Step 3.3 Why is it useful to deploy this in SQL Server?
We now have the clustering implemented in SQL Server. Why is that useful?
Well, imagine that you need to perform clustering on you cutomer data on a regular basis as new customers sign up to keep an updated understanding of customer behavior. In this example, we might want to send out promotion emails and can select the email addresses of customers in cluster 3 to send out a promotion.
You can also schedule jobs that run the stored procedure and automatically send the results to for example a CRM application or a reporting tool.

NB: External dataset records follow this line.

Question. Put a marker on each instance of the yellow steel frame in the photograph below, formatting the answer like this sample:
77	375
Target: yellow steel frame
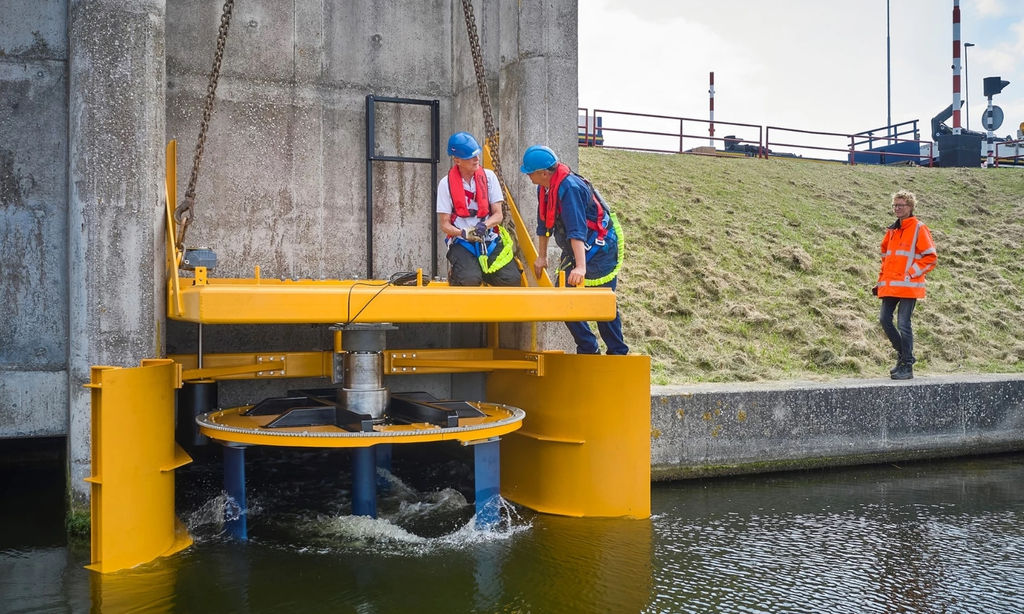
133	461
584	448
261	365
258	301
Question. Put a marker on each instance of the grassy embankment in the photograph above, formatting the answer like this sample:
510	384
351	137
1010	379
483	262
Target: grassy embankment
741	269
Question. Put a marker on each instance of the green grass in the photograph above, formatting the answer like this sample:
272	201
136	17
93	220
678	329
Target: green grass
744	269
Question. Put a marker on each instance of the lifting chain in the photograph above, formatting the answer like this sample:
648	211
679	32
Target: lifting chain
488	118
183	213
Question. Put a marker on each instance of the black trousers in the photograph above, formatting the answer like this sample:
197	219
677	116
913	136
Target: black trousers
901	335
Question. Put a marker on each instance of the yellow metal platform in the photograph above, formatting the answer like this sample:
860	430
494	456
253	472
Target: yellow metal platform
236	301
229	426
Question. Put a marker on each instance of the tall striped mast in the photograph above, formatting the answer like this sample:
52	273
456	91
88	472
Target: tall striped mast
956	46
711	117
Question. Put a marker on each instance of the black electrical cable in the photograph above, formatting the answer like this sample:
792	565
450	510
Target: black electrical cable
390	281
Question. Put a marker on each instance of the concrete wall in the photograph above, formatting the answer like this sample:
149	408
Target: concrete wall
709	430
90	92
33	218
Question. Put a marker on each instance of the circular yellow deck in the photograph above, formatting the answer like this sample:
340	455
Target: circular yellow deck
230	427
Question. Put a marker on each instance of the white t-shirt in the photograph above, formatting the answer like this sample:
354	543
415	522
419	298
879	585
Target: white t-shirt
444	204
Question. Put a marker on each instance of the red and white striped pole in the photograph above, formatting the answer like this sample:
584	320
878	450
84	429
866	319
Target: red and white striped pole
711	125
956	128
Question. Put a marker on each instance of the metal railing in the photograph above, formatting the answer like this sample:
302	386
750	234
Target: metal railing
1017	158
848	144
594	129
869	137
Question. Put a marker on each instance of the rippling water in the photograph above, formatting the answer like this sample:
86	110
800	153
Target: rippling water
928	537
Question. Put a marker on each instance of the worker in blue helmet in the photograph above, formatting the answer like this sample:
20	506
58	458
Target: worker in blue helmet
469	212
571	210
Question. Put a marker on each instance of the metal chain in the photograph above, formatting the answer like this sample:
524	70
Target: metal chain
184	212
488	118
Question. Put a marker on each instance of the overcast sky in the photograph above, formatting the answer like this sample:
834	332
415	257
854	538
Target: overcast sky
812	64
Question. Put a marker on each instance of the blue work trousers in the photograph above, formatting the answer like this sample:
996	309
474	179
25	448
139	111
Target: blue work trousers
901	335
611	333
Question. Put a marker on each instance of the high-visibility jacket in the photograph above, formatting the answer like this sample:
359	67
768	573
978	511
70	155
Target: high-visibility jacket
907	254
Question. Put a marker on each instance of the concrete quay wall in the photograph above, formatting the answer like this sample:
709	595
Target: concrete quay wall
709	430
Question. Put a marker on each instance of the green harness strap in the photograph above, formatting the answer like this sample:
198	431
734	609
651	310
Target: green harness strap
503	258
619	256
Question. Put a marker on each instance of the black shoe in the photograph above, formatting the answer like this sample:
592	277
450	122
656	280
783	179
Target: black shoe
903	371
899	361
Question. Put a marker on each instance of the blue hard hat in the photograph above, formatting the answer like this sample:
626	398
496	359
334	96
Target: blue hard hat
463	145
538	158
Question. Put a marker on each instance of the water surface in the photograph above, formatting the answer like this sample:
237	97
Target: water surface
943	536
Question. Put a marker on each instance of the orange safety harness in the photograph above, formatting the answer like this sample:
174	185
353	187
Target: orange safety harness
547	204
461	196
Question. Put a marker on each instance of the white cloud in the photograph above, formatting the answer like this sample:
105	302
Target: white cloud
801	63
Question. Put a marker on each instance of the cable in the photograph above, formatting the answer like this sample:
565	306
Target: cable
349	300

The code below is selecting the email addresses of customers in cluster 3, for a promotion campaign:
USE [tpcxbb_1gb] SELECT customer.[c_email_address], customer.c_customer_sk FROM dbo.customer JOIN [dbo].[customer_return_clusters] as r ON r.customer = customer.c_customer_sk WHERE r.cluster = 3
Congrats, you have now performed clustering in SQL Server with R using SQL Server Machine Learning Services!